In person I reached Allatoona on the 9th of October, still in doubt as to Hood's immediate intentions. Our cavalry could do little against his infantry in the rough and wooded country about Dallas, which masked the enemy's movements; but General Corse, at Rome, with Spencer's First Alabama Cavalry and a mounted regiment of Illinois Infantry, could feel the country south of Rome about Cedartown and Villa Rica; and reported the enemy to be in force at both places. On the 9th I telegraphed to General Thomas, at Nashville, as follows:
I came up here to relieve our road. The Twentieth Corps remains at Atlanta. Hood reached the road and broke it up between Big Shanty and Acworth. He attacked Allatoona, but was repulsed. We have plenty of bread and meat, but forage is scarce. I want to destroy all the road below Chattanooga, including Atlanta, and to make for the sea-coast. We cannot defend this long line of road.
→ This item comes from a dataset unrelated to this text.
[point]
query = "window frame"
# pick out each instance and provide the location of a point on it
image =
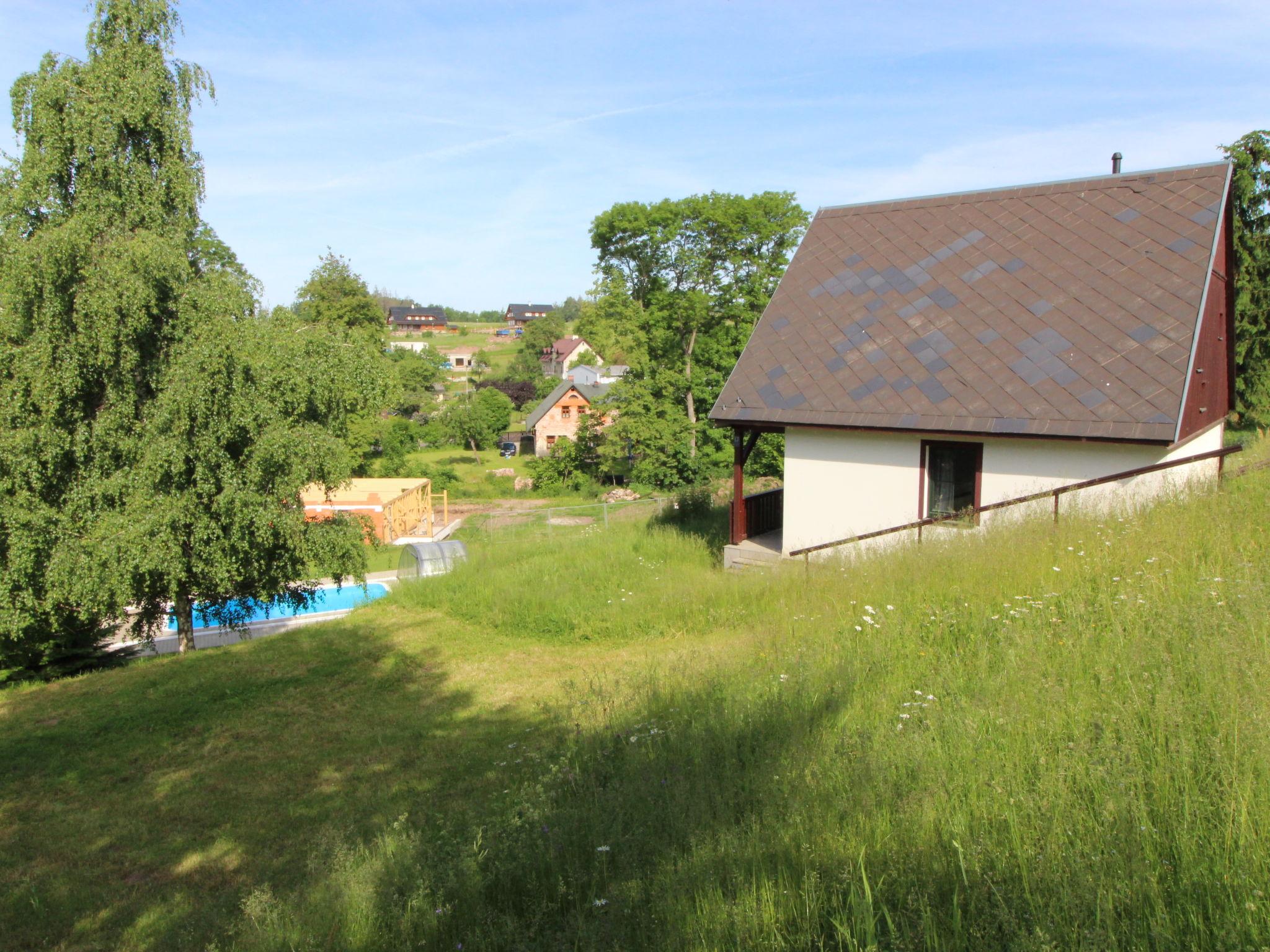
(923, 480)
And on the same day I telegraphed to General Grant, at City Point:
It will be a physical impossibility to protect the roads, now that Hood, Forrest, Wheeler, and the whole batch of devils, are turned loose without home or habitation. I think Hood's movements indicate a diversion to the end of the Selma & Talladega road, at Blue Mountain, about sixty miles southwest of Rome, from which he will threaten Kingston, Bridgeport, and Decatur, Alabama. I propose that we break up the railroad from Ohattanooga forward, and that we strike out with our wagons for Milledgeville, Millen, and Savannah. Until we can repopulate Georgia, it is useless for us to occupy it; but the utter destruction of its roads, houses, and people, will cripple their military resources. By attempting to hold the roads, we will lose a thousand men each month, and will gain no result. I can make this march, and make Georgia howl! We have on hand over eight thousand head of cattle and three million rations of bread, but no corn. We can find plenty of forage in the interior of the State.